BLIND SEARCH, by Paula Munier

Reading a novel that hasn't had its final editing can be frustrating. At times, when she becomes he, or a character whose name was changed during writing didn't get changed everywhere, or a certain descriptive phrase is used waay too many times, divining the author's intent or competency can be tricky.
In this second book of the series, foemr Army MP Mercy Carr and her ex-Army dog Elvis must deal with not only blizzards and illegal night hunters but Henry, an autistic nine year-old who may hold the clues to solving a grisly bow-and-arrow homicide. Add to the mix the growing attraction between game warden Troy Warner and Mercy, whose fiancé died in Afghanistan. A plethora of other characters fill this small-town Vermont setting to the brim with notable, quotable moments.

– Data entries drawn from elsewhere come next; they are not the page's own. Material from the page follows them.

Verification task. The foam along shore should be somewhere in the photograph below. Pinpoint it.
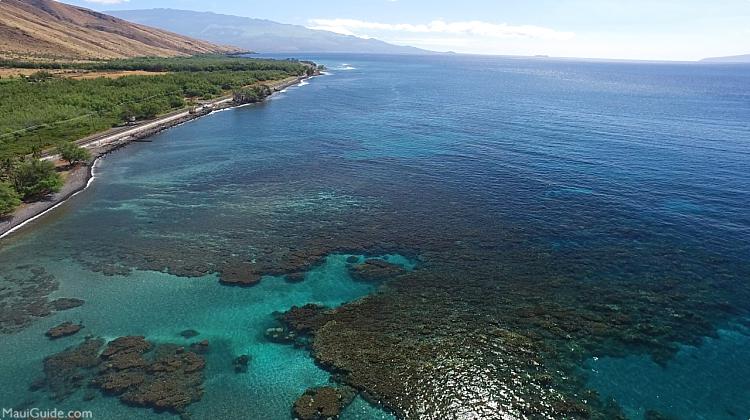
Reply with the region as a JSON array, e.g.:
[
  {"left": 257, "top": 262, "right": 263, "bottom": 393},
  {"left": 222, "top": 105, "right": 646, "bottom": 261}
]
[{"left": 0, "top": 76, "right": 314, "bottom": 239}]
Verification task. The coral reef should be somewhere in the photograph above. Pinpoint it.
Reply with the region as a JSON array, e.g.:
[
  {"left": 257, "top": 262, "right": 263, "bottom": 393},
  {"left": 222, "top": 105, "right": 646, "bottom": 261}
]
[
  {"left": 45, "top": 321, "right": 83, "bottom": 340},
  {"left": 293, "top": 387, "right": 356, "bottom": 420},
  {"left": 31, "top": 336, "right": 206, "bottom": 415},
  {"left": 349, "top": 258, "right": 406, "bottom": 282}
]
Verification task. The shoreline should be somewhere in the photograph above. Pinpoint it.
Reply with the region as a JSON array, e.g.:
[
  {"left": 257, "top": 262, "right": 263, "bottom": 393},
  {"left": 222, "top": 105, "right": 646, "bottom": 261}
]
[{"left": 0, "top": 76, "right": 315, "bottom": 240}]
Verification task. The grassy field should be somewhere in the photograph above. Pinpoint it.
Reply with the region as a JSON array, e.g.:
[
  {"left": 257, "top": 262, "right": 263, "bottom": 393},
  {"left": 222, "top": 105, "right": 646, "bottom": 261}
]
[{"left": 0, "top": 56, "right": 310, "bottom": 160}]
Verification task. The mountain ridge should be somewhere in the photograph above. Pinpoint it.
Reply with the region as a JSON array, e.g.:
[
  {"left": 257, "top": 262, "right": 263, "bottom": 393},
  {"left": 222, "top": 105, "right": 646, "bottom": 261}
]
[
  {"left": 107, "top": 8, "right": 435, "bottom": 54},
  {"left": 0, "top": 0, "right": 240, "bottom": 59}
]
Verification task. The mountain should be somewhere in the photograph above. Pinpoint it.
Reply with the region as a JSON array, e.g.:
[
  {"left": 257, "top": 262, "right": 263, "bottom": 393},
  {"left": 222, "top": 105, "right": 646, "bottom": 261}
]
[
  {"left": 107, "top": 9, "right": 431, "bottom": 54},
  {"left": 0, "top": 0, "right": 237, "bottom": 59},
  {"left": 701, "top": 54, "right": 750, "bottom": 63}
]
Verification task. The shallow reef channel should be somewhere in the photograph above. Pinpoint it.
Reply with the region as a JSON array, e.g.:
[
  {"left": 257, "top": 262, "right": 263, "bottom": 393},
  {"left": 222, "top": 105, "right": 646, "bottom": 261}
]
[{"left": 0, "top": 254, "right": 416, "bottom": 419}]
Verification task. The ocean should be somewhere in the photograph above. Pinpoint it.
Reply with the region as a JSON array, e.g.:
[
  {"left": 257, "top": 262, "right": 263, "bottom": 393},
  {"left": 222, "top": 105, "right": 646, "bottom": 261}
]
[{"left": 0, "top": 55, "right": 750, "bottom": 420}]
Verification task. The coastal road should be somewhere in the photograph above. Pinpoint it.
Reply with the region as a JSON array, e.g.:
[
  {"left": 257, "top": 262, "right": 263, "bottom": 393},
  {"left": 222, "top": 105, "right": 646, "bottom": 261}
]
[{"left": 42, "top": 97, "right": 232, "bottom": 161}]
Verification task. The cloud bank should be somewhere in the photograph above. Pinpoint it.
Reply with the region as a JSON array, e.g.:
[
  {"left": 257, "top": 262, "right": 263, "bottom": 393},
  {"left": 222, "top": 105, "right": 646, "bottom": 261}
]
[{"left": 309, "top": 19, "right": 575, "bottom": 41}]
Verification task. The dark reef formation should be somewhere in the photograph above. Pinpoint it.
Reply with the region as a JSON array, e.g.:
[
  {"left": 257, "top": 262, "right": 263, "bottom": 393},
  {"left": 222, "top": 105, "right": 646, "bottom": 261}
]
[
  {"left": 31, "top": 336, "right": 206, "bottom": 415},
  {"left": 293, "top": 387, "right": 356, "bottom": 420},
  {"left": 349, "top": 258, "right": 406, "bottom": 282},
  {"left": 45, "top": 321, "right": 83, "bottom": 340},
  {"left": 0, "top": 266, "right": 84, "bottom": 334},
  {"left": 7, "top": 144, "right": 750, "bottom": 419}
]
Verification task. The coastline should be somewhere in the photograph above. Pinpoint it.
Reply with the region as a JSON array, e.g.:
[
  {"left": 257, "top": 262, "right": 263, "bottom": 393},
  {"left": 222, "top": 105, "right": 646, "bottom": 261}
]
[{"left": 0, "top": 76, "right": 315, "bottom": 240}]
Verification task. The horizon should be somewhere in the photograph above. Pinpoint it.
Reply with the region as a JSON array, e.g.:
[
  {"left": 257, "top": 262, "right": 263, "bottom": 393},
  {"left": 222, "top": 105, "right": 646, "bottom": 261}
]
[{"left": 63, "top": 0, "right": 750, "bottom": 61}]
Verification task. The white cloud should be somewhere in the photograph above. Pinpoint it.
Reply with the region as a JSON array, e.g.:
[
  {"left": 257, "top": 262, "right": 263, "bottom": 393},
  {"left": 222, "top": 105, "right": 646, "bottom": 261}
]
[
  {"left": 310, "top": 19, "right": 575, "bottom": 41},
  {"left": 83, "top": 0, "right": 130, "bottom": 4}
]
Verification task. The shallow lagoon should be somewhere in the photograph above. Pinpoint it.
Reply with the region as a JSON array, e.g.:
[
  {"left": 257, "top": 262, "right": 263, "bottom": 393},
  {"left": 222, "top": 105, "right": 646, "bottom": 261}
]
[{"left": 0, "top": 56, "right": 750, "bottom": 419}]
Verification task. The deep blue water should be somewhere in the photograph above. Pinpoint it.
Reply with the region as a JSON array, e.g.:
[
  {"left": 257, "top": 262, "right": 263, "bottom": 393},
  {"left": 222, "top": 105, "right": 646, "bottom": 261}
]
[{"left": 0, "top": 55, "right": 750, "bottom": 419}]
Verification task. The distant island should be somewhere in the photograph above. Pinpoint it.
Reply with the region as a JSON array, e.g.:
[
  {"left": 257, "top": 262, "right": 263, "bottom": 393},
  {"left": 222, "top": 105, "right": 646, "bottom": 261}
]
[
  {"left": 107, "top": 9, "right": 434, "bottom": 54},
  {"left": 701, "top": 54, "right": 750, "bottom": 63},
  {"left": 0, "top": 0, "right": 321, "bottom": 236}
]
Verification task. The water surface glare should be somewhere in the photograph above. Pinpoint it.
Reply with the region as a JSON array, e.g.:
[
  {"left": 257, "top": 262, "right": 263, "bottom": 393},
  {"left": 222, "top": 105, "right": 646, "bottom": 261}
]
[{"left": 0, "top": 55, "right": 750, "bottom": 419}]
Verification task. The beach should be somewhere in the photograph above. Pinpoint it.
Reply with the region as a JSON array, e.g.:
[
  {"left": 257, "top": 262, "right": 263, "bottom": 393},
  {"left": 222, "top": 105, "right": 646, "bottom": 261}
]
[{"left": 0, "top": 76, "right": 310, "bottom": 239}]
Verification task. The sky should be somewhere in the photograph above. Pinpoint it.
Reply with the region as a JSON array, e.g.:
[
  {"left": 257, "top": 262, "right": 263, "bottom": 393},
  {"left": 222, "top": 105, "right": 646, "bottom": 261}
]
[{"left": 63, "top": 0, "right": 750, "bottom": 60}]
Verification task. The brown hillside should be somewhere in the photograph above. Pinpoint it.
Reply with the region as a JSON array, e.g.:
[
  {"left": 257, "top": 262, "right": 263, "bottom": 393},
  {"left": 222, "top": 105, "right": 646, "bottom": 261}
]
[{"left": 0, "top": 0, "right": 237, "bottom": 59}]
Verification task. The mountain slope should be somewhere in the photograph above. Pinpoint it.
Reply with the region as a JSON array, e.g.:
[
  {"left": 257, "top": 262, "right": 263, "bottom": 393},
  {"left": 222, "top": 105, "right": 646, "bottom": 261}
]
[
  {"left": 108, "top": 9, "right": 430, "bottom": 54},
  {"left": 0, "top": 0, "right": 241, "bottom": 59},
  {"left": 701, "top": 54, "right": 750, "bottom": 63}
]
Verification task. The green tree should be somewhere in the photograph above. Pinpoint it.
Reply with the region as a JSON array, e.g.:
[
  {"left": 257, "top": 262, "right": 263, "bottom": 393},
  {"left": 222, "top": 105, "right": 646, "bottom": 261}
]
[
  {"left": 57, "top": 143, "right": 91, "bottom": 165},
  {"left": 0, "top": 182, "right": 21, "bottom": 216},
  {"left": 13, "top": 159, "right": 63, "bottom": 199}
]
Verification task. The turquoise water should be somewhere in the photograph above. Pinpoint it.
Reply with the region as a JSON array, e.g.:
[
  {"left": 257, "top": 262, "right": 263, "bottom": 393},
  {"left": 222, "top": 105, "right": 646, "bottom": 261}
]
[
  {"left": 0, "top": 255, "right": 397, "bottom": 419},
  {"left": 0, "top": 55, "right": 750, "bottom": 419}
]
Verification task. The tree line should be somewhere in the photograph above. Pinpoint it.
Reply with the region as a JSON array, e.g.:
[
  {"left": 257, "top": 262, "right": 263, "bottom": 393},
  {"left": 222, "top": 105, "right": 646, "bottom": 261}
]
[{"left": 0, "top": 55, "right": 310, "bottom": 215}]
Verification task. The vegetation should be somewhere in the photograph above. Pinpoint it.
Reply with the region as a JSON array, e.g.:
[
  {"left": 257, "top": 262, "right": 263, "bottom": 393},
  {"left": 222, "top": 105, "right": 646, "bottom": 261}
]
[
  {"left": 233, "top": 85, "right": 272, "bottom": 104},
  {"left": 0, "top": 56, "right": 310, "bottom": 159},
  {"left": 57, "top": 143, "right": 91, "bottom": 165},
  {"left": 0, "top": 55, "right": 315, "bottom": 215},
  {"left": 0, "top": 55, "right": 314, "bottom": 75},
  {"left": 12, "top": 159, "right": 63, "bottom": 200},
  {"left": 0, "top": 182, "right": 21, "bottom": 216}
]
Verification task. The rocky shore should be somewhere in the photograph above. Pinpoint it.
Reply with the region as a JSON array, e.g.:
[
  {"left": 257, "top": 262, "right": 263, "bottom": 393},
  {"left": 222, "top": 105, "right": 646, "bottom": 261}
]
[{"left": 0, "top": 76, "right": 310, "bottom": 239}]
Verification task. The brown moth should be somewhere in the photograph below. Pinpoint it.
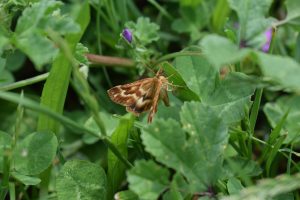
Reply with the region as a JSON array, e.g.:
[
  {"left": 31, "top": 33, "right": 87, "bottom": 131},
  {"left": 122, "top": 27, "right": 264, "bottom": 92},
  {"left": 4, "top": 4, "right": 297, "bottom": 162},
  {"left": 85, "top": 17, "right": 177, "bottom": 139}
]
[{"left": 107, "top": 70, "right": 170, "bottom": 123}]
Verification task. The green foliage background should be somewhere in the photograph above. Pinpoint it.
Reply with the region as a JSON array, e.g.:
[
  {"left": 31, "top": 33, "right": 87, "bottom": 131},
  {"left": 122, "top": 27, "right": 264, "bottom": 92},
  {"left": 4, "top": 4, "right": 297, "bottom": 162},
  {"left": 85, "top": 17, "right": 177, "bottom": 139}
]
[{"left": 0, "top": 0, "right": 300, "bottom": 200}]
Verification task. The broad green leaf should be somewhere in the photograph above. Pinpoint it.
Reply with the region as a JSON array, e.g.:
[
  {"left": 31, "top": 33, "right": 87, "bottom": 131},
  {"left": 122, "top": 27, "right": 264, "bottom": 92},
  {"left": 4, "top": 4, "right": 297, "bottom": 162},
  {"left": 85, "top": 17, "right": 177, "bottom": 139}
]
[
  {"left": 175, "top": 56, "right": 256, "bottom": 123},
  {"left": 160, "top": 62, "right": 199, "bottom": 101},
  {"left": 0, "top": 131, "right": 12, "bottom": 172},
  {"left": 56, "top": 160, "right": 106, "bottom": 200},
  {"left": 257, "top": 53, "right": 300, "bottom": 92},
  {"left": 201, "top": 35, "right": 251, "bottom": 69},
  {"left": 221, "top": 174, "right": 300, "bottom": 200},
  {"left": 114, "top": 190, "right": 139, "bottom": 200},
  {"left": 10, "top": 172, "right": 41, "bottom": 185},
  {"left": 13, "top": 0, "right": 80, "bottom": 70},
  {"left": 172, "top": 1, "right": 212, "bottom": 41},
  {"left": 227, "top": 177, "right": 244, "bottom": 195},
  {"left": 163, "top": 173, "right": 190, "bottom": 200},
  {"left": 180, "top": 0, "right": 203, "bottom": 6},
  {"left": 222, "top": 156, "right": 262, "bottom": 179},
  {"left": 228, "top": 0, "right": 273, "bottom": 47},
  {"left": 0, "top": 70, "right": 14, "bottom": 86},
  {"left": 142, "top": 102, "right": 227, "bottom": 191},
  {"left": 125, "top": 17, "right": 159, "bottom": 45},
  {"left": 75, "top": 43, "right": 89, "bottom": 65},
  {"left": 16, "top": 0, "right": 62, "bottom": 34},
  {"left": 127, "top": 160, "right": 170, "bottom": 200},
  {"left": 13, "top": 131, "right": 58, "bottom": 175},
  {"left": 212, "top": 0, "right": 230, "bottom": 33},
  {"left": 0, "top": 31, "right": 9, "bottom": 56},
  {"left": 263, "top": 96, "right": 300, "bottom": 143},
  {"left": 83, "top": 112, "right": 118, "bottom": 144},
  {"left": 107, "top": 115, "right": 134, "bottom": 199},
  {"left": 15, "top": 32, "right": 58, "bottom": 70},
  {"left": 4, "top": 50, "right": 26, "bottom": 72}
]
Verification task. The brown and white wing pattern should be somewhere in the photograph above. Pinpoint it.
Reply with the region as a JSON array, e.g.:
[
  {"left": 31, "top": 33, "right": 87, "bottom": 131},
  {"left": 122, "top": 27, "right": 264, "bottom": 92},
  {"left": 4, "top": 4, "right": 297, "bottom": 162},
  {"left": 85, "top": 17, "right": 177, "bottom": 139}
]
[{"left": 107, "top": 78, "right": 157, "bottom": 115}]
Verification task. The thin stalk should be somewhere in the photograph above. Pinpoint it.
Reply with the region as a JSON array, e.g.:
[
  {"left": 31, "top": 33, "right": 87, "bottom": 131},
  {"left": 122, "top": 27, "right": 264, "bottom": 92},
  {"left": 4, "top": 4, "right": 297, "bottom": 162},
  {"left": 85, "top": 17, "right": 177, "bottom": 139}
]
[
  {"left": 86, "top": 54, "right": 134, "bottom": 67},
  {"left": 96, "top": 0, "right": 112, "bottom": 87},
  {"left": 9, "top": 183, "right": 16, "bottom": 200},
  {"left": 153, "top": 51, "right": 203, "bottom": 66},
  {"left": 0, "top": 73, "right": 49, "bottom": 91}
]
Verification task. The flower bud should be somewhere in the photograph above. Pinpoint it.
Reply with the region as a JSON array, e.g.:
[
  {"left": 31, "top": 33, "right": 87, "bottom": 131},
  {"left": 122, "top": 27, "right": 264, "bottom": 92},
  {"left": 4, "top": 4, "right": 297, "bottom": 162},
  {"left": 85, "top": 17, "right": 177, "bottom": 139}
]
[{"left": 122, "top": 28, "right": 132, "bottom": 43}]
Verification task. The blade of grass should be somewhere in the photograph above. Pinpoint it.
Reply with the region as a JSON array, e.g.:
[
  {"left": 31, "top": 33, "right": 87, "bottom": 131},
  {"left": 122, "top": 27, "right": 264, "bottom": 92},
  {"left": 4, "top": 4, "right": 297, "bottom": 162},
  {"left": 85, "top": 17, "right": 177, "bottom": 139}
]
[
  {"left": 250, "top": 88, "right": 263, "bottom": 134},
  {"left": 259, "top": 111, "right": 289, "bottom": 163},
  {"left": 0, "top": 92, "right": 132, "bottom": 168},
  {"left": 37, "top": 1, "right": 90, "bottom": 199},
  {"left": 0, "top": 73, "right": 49, "bottom": 91},
  {"left": 37, "top": 2, "right": 90, "bottom": 133},
  {"left": 265, "top": 135, "right": 286, "bottom": 176}
]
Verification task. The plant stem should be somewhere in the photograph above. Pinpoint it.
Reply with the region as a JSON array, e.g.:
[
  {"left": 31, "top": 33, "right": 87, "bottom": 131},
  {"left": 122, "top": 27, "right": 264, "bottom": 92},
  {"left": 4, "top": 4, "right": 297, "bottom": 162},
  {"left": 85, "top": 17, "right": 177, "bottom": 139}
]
[
  {"left": 86, "top": 54, "right": 134, "bottom": 67},
  {"left": 0, "top": 73, "right": 49, "bottom": 91},
  {"left": 153, "top": 51, "right": 203, "bottom": 66}
]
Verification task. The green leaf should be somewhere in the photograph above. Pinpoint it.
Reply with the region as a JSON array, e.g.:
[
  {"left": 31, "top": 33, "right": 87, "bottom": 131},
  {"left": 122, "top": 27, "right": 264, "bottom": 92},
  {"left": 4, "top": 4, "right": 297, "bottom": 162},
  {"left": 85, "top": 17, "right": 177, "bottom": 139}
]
[
  {"left": 0, "top": 32, "right": 9, "bottom": 56},
  {"left": 107, "top": 115, "right": 134, "bottom": 199},
  {"left": 38, "top": 2, "right": 90, "bottom": 133},
  {"left": 56, "top": 160, "right": 106, "bottom": 200},
  {"left": 160, "top": 62, "right": 199, "bottom": 101},
  {"left": 221, "top": 174, "right": 300, "bottom": 200},
  {"left": 163, "top": 173, "right": 186, "bottom": 200},
  {"left": 114, "top": 190, "right": 139, "bottom": 200},
  {"left": 172, "top": 2, "right": 212, "bottom": 41},
  {"left": 227, "top": 177, "right": 244, "bottom": 195},
  {"left": 263, "top": 96, "right": 300, "bottom": 143},
  {"left": 4, "top": 50, "right": 26, "bottom": 72},
  {"left": 15, "top": 32, "right": 58, "bottom": 70},
  {"left": 127, "top": 160, "right": 170, "bottom": 199},
  {"left": 13, "top": 131, "right": 58, "bottom": 175},
  {"left": 0, "top": 131, "right": 12, "bottom": 172},
  {"left": 257, "top": 53, "right": 300, "bottom": 92},
  {"left": 16, "top": 0, "right": 62, "bottom": 34},
  {"left": 0, "top": 70, "right": 14, "bottom": 86},
  {"left": 125, "top": 17, "right": 159, "bottom": 45},
  {"left": 228, "top": 0, "right": 274, "bottom": 44},
  {"left": 201, "top": 35, "right": 251, "bottom": 69},
  {"left": 212, "top": 0, "right": 230, "bottom": 33},
  {"left": 222, "top": 156, "right": 262, "bottom": 179},
  {"left": 175, "top": 56, "right": 256, "bottom": 123},
  {"left": 13, "top": 0, "right": 80, "bottom": 70},
  {"left": 11, "top": 172, "right": 41, "bottom": 185},
  {"left": 75, "top": 43, "right": 89, "bottom": 65},
  {"left": 284, "top": 0, "right": 300, "bottom": 26},
  {"left": 180, "top": 0, "right": 202, "bottom": 6},
  {"left": 142, "top": 102, "right": 227, "bottom": 192},
  {"left": 83, "top": 112, "right": 118, "bottom": 144}
]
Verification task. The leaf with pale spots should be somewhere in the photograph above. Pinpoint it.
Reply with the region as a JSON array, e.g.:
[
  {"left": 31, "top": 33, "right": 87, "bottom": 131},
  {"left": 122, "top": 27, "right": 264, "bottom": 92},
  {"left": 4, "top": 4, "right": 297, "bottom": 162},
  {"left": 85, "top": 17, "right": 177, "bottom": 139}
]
[
  {"left": 56, "top": 160, "right": 106, "bottom": 200},
  {"left": 12, "top": 131, "right": 58, "bottom": 175},
  {"left": 175, "top": 55, "right": 256, "bottom": 123},
  {"left": 142, "top": 102, "right": 228, "bottom": 192},
  {"left": 128, "top": 160, "right": 170, "bottom": 199}
]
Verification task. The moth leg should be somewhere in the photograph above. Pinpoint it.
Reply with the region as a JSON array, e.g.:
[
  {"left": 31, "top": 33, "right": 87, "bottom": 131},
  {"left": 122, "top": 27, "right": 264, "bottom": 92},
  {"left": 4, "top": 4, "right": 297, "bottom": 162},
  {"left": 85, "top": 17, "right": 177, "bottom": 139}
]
[
  {"left": 126, "top": 106, "right": 140, "bottom": 117},
  {"left": 159, "top": 89, "right": 170, "bottom": 106}
]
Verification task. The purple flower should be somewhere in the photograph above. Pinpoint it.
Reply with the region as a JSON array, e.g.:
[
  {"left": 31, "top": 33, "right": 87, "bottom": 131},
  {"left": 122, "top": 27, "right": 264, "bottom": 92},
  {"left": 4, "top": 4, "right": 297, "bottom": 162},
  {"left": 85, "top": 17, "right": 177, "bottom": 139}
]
[
  {"left": 122, "top": 28, "right": 132, "bottom": 43},
  {"left": 261, "top": 28, "right": 273, "bottom": 53}
]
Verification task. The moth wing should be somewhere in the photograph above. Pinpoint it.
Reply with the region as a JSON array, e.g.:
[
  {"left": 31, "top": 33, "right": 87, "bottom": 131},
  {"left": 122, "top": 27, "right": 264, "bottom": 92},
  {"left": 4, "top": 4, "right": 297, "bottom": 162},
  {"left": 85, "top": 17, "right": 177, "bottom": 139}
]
[
  {"left": 126, "top": 78, "right": 157, "bottom": 115},
  {"left": 107, "top": 78, "right": 153, "bottom": 106},
  {"left": 148, "top": 82, "right": 162, "bottom": 123}
]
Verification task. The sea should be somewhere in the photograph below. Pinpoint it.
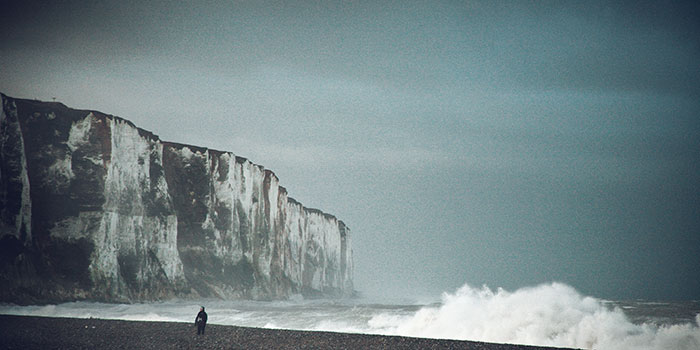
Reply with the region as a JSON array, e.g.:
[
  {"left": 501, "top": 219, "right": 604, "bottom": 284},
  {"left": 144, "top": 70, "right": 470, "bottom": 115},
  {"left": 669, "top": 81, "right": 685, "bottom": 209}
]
[{"left": 0, "top": 282, "right": 700, "bottom": 350}]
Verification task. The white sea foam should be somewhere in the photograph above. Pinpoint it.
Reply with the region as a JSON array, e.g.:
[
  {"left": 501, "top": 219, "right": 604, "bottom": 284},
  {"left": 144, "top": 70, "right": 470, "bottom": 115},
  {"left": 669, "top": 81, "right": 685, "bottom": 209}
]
[
  {"left": 358, "top": 283, "right": 700, "bottom": 349},
  {"left": 0, "top": 283, "right": 700, "bottom": 350}
]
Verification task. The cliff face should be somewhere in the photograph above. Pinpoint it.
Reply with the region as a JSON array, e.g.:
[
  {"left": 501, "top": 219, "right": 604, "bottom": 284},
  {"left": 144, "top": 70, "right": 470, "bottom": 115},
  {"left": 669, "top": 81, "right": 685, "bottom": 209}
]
[{"left": 0, "top": 95, "right": 353, "bottom": 303}]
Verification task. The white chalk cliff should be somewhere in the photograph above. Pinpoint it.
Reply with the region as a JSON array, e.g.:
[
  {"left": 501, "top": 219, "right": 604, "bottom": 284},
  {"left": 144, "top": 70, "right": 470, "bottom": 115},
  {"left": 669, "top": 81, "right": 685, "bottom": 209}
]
[{"left": 0, "top": 95, "right": 353, "bottom": 303}]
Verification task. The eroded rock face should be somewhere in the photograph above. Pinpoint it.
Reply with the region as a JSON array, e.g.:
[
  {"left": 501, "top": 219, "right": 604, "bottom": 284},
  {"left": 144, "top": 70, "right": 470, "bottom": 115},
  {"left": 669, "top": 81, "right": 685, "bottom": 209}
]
[{"left": 0, "top": 95, "right": 353, "bottom": 303}]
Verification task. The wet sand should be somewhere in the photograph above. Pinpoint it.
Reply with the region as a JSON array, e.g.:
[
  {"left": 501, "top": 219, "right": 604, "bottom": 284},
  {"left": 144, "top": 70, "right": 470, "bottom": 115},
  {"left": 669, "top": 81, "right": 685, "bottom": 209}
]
[{"left": 0, "top": 315, "right": 576, "bottom": 350}]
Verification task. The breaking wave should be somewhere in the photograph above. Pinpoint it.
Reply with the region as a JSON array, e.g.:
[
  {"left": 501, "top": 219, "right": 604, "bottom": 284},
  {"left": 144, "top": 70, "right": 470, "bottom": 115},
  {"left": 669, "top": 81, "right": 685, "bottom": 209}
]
[
  {"left": 0, "top": 283, "right": 700, "bottom": 350},
  {"left": 358, "top": 283, "right": 700, "bottom": 350}
]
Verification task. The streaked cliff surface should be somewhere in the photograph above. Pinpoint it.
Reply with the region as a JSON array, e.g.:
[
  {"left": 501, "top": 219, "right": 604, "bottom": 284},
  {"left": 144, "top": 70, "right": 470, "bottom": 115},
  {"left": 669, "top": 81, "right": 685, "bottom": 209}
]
[{"left": 0, "top": 95, "right": 353, "bottom": 303}]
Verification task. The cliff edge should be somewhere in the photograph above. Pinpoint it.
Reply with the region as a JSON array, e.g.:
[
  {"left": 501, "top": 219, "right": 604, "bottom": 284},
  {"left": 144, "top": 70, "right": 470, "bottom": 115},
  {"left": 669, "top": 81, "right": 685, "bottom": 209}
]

This is a textbook small-town murder mystery. Maybe a bit too textbook. Bucolic setting: check. Feisty ex-military heroine with emotional baggage: check. In fact, both lead characters with cartloads of issues: check. Quirky support characters including an aunt who seemingly can move mountains: check. Military dogs: check. A blustering, incompetent cop: check. A ruthless killer protecting past errors: check.
The one thing the book lacks (so far) is a sensitivity reader. The author's use of a stereotyped, tacky dialect for an Indian physician was crass and off-putting. If it weren't for that gaffe, I'd give it a four. As it reads today: a three.
This review was written prior to publication. Thank you to MacMillan and NetGalley for providing the Advance Reading Copy.